Let me first say that OBVIOUSLY, cats at any age are wonderful. They’re funny, sweet, and extremely opinionated. What I’ve always appreciated about cats is that you get back what you give. Unlike dogs, a cat will not love you no matter what. You have to earn their love. And you also have to respect their boundaries. Sometimes a cat is just not in the mood to cuddle or play – or they insist on it, but it’s 3 AM. You know how it is.
Like all relationships, a relationship with an animal deepens over time. The longer you live together, the more you understand each other’s rhythms and routines and quirks. You grow together, you change together, you learn from each other.
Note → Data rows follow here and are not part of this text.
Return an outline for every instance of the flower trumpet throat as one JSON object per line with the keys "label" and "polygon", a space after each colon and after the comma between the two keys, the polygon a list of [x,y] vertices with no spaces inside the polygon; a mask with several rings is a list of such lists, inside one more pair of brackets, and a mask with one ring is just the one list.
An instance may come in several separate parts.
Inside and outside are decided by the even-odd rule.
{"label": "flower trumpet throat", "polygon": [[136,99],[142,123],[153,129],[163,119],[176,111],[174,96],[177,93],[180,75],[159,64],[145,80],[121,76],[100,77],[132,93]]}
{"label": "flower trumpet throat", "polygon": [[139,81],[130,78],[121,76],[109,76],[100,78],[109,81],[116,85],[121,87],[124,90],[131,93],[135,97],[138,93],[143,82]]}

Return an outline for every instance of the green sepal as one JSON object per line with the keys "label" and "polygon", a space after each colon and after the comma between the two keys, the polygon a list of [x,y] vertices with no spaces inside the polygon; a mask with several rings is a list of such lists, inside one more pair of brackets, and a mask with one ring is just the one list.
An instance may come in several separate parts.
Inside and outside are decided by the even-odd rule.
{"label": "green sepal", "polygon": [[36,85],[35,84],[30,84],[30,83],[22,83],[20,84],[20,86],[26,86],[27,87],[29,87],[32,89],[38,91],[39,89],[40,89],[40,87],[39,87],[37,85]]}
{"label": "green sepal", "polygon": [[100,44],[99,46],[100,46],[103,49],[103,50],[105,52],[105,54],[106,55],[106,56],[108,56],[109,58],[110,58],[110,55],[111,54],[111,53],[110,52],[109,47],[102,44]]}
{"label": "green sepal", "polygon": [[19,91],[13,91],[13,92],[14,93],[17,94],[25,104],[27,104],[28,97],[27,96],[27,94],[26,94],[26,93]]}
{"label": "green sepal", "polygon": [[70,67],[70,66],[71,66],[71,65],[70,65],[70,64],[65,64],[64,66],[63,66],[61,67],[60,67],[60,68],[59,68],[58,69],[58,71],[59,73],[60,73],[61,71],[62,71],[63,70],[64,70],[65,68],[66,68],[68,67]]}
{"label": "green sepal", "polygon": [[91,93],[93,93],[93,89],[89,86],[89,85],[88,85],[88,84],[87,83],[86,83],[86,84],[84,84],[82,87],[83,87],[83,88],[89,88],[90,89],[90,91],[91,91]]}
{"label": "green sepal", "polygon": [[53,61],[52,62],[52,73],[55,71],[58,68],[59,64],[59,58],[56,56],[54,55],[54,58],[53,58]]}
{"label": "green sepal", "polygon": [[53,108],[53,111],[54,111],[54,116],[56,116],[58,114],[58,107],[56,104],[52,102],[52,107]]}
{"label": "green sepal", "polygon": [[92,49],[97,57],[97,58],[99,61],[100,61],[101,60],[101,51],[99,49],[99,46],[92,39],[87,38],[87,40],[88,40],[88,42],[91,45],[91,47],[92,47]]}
But now I know that something truly magical also happens when you live with a cat in their golden years.
Like most of us, cats slow down as they get older. They become mellow and chill. There is no more zooming all over the house or jumping from the floor to the top of the refrigerator. They take their time and seem to move more deliberately. There’s a grace and grandeur to it.
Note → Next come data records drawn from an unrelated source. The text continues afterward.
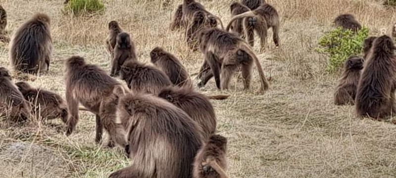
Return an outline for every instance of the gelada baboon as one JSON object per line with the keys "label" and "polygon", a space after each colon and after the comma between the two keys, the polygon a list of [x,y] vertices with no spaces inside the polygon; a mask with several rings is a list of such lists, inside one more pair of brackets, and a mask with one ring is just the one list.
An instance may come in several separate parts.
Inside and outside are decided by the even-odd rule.
{"label": "gelada baboon", "polygon": [[[249,11],[249,8],[239,2],[231,4],[231,15],[233,16]],[[266,45],[267,27],[265,19],[260,16],[238,19],[232,22],[230,26],[231,31],[244,38],[247,39],[251,46],[254,45],[254,31],[260,37],[260,50],[262,52]]]}
{"label": "gelada baboon", "polygon": [[180,29],[183,25],[182,18],[183,18],[183,4],[179,4],[177,6],[173,19],[170,24],[170,30],[172,31]]}
{"label": "gelada baboon", "polygon": [[334,93],[336,105],[353,105],[355,102],[357,84],[360,79],[364,59],[358,56],[351,56],[344,65],[344,72]]}
{"label": "gelada baboon", "polygon": [[355,32],[362,28],[361,25],[355,19],[353,15],[350,14],[340,15],[336,17],[334,22],[336,27],[341,27],[344,29]]}
{"label": "gelada baboon", "polygon": [[30,103],[32,113],[36,118],[51,120],[60,118],[65,123],[67,121],[67,104],[59,94],[35,89],[25,82],[17,82],[15,85],[25,99]]}
{"label": "gelada baboon", "polygon": [[27,101],[12,81],[8,70],[0,67],[0,116],[14,122],[30,118]]}
{"label": "gelada baboon", "polygon": [[242,0],[241,3],[251,10],[254,10],[265,3],[265,0]]}
{"label": "gelada baboon", "polygon": [[137,61],[124,63],[120,75],[128,88],[135,92],[157,94],[163,88],[172,85],[169,77],[162,71]]}
{"label": "gelada baboon", "polygon": [[128,127],[132,165],[110,178],[191,178],[202,130],[184,111],[150,94],[120,99],[119,123]]}
{"label": "gelada baboon", "polygon": [[118,76],[121,66],[128,60],[137,60],[135,52],[135,44],[131,40],[129,34],[122,32],[117,36],[117,43],[114,47],[111,71],[110,76]]}
{"label": "gelada baboon", "polygon": [[106,38],[106,46],[107,51],[110,53],[112,59],[114,54],[114,49],[117,42],[117,36],[122,32],[122,29],[118,25],[118,22],[112,20],[108,23],[108,35]]}
{"label": "gelada baboon", "polygon": [[181,87],[192,84],[186,68],[173,54],[159,47],[150,52],[151,61],[168,76],[173,85]]}
{"label": "gelada baboon", "polygon": [[210,136],[195,157],[193,178],[228,178],[227,138],[218,134]]}
{"label": "gelada baboon", "polygon": [[[123,135],[118,135],[122,134],[122,132],[117,132],[122,131],[122,127],[115,124],[115,114],[102,115],[106,112],[100,109],[108,109],[110,113],[115,111],[111,107],[112,98],[109,97],[119,92],[120,89],[117,86],[122,88],[121,84],[97,66],[86,64],[84,59],[80,56],[74,56],[68,59],[66,68],[66,99],[69,112],[66,135],[72,134],[78,122],[78,105],[81,103],[96,115],[97,143],[101,140],[104,127],[110,135],[110,145],[115,141],[125,147],[126,143]],[[116,98],[117,95],[113,96]],[[104,102],[107,99],[109,100]]]}
{"label": "gelada baboon", "polygon": [[396,111],[395,49],[392,40],[386,35],[374,40],[357,86],[355,104],[359,116],[382,118]]}
{"label": "gelada baboon", "polygon": [[14,69],[37,74],[49,70],[52,50],[50,17],[38,13],[14,34],[9,56]]}
{"label": "gelada baboon", "polygon": [[190,88],[167,88],[158,96],[174,104],[197,121],[203,131],[206,140],[216,132],[216,114],[209,99]]}
{"label": "gelada baboon", "polygon": [[367,56],[370,52],[370,49],[371,49],[371,47],[373,46],[373,42],[376,38],[376,37],[370,37],[364,39],[363,42],[363,58],[367,59]]}
{"label": "gelada baboon", "polygon": [[[263,23],[264,22],[266,22],[267,28],[272,28],[272,32],[273,33],[272,38],[275,45],[277,47],[279,46],[279,34],[280,22],[279,22],[279,15],[276,9],[275,9],[274,7],[266,3],[260,5],[254,10],[235,15],[231,19],[228,25],[227,25],[226,29],[226,30],[228,31],[230,29],[231,26],[233,24],[233,22],[234,22],[234,21],[247,17],[248,18],[248,20],[245,21],[245,26],[249,26],[248,25],[247,26],[246,25],[256,24],[254,25],[254,26],[256,27],[256,28],[254,28],[254,29],[258,32],[258,34],[260,34],[262,39],[263,39],[263,35],[264,35],[263,33],[264,33],[263,32],[265,31],[264,30],[265,28],[264,28],[264,26],[262,27],[263,29],[257,28],[259,26],[258,24]],[[266,36],[266,32],[265,32],[265,33]],[[253,39],[253,40],[254,40],[254,39]],[[251,40],[249,40],[249,41],[251,41]]]}
{"label": "gelada baboon", "polygon": [[201,31],[199,39],[201,51],[204,56],[199,73],[204,72],[207,66],[210,67],[212,72],[205,73],[198,87],[204,86],[214,76],[218,89],[228,89],[234,73],[241,66],[245,89],[248,89],[254,61],[260,76],[261,84],[260,92],[269,88],[269,85],[258,59],[244,40],[235,34],[216,28]]}

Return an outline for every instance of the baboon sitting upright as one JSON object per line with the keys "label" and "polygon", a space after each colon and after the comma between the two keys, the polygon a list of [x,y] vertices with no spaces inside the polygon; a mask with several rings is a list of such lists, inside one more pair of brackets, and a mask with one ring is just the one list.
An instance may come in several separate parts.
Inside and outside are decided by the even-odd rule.
{"label": "baboon sitting upright", "polygon": [[334,93],[334,103],[341,105],[353,105],[355,102],[357,84],[363,69],[363,58],[349,57],[344,65],[344,72]]}
{"label": "baboon sitting upright", "polygon": [[396,111],[395,49],[392,40],[386,35],[374,40],[357,86],[355,102],[358,115],[379,119]]}

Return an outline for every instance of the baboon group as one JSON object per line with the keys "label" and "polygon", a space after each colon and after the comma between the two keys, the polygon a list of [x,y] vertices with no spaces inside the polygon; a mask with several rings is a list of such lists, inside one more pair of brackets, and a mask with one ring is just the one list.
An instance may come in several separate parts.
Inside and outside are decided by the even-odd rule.
{"label": "baboon group", "polygon": [[[357,32],[361,25],[352,14],[342,14],[336,26]],[[392,30],[396,39],[396,24]],[[381,119],[396,111],[396,54],[393,40],[387,35],[369,37],[363,44],[362,56],[345,61],[334,94],[336,105],[354,105],[357,115]]]}
{"label": "baboon group", "polygon": [[[227,89],[240,70],[244,89],[249,89],[254,62],[262,93],[270,86],[252,48],[254,32],[260,38],[260,52],[267,47],[270,28],[279,47],[279,15],[264,0],[241,0],[230,8],[232,18],[224,28],[220,18],[202,4],[183,0],[170,28],[183,33],[190,48],[203,55],[198,87],[214,77],[217,88]],[[0,18],[0,41],[8,43],[7,15],[1,6]],[[351,14],[337,17],[334,24],[353,31],[361,28]],[[81,56],[67,59],[65,100],[26,82],[14,83],[8,70],[0,67],[0,108],[5,111],[2,116],[17,122],[60,118],[69,135],[75,130],[79,112],[92,113],[96,117],[95,142],[102,142],[104,129],[109,135],[107,146],[122,147],[132,160],[130,166],[110,178],[228,178],[227,139],[216,134],[216,116],[210,99],[229,96],[209,96],[195,89],[181,61],[160,46],[150,52],[149,63],[139,61],[131,36],[117,21],[110,21],[107,30],[110,71]],[[396,36],[396,24],[392,35]],[[384,117],[395,108],[396,48],[387,36],[368,38],[364,46],[363,57],[351,56],[345,62],[335,102],[355,104],[360,116]],[[37,13],[14,33],[8,56],[14,71],[43,74],[50,70],[52,51],[50,18]]]}

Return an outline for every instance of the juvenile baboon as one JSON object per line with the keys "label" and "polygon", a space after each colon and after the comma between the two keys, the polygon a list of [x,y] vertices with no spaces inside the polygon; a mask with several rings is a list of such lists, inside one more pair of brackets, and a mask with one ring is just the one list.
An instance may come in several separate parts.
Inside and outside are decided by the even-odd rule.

Our Mini was never a lap cat. He was feral for the first six months of his life so while sweet and curious, he never felt truly comfortable being held or sleeping in your lap or any of that stuff. Now, he climbs into my lap often and spends hours there purring and sleeping. He also calls for me several times a day so I can give him some pets.
Because he’s older, I’m also more conscious of his well-being. I’m always looking for signs that Mini’s feeling OK and checking up on him. My husband and I make sure he gets supplements and medication that help him with age-related issues like arthritis. All this makes me focus on him in a way I never did before and I think it deepens my connection to him. I will often pick him up on days when he’s slower to climb the stairs to the bedroom, “Let daddy give you a lift, my love.”
After Mini had a health scare last summer, I decided to limited my travel so I can be here for him. I know many would think that would leave someone bitter or resentful, but I’ve honestly seen it as a privilege to be able to take care of someone in their old age. I mean, don’t we all hope that we’ll be treated kindly and patiently if we’re lucky enough to grow old?
I’m also much more in the moment with Mini because I don’t know how many more moments we will have. I know that’s true for anybody, but when someone reaches their sunset years you really feel it.
Perhaps a cat getting older changes us as much as it does them. Maybe it makes us slow down, take stock, and reflect.
For now, I plan to enjoy our time together. Placing his bed in the sun so he can warm himself, running up the stairs and giving him pets when he calls, and spending hours on the bed with him in my lap. Just the two of us meditating on life. I wish it could last forever.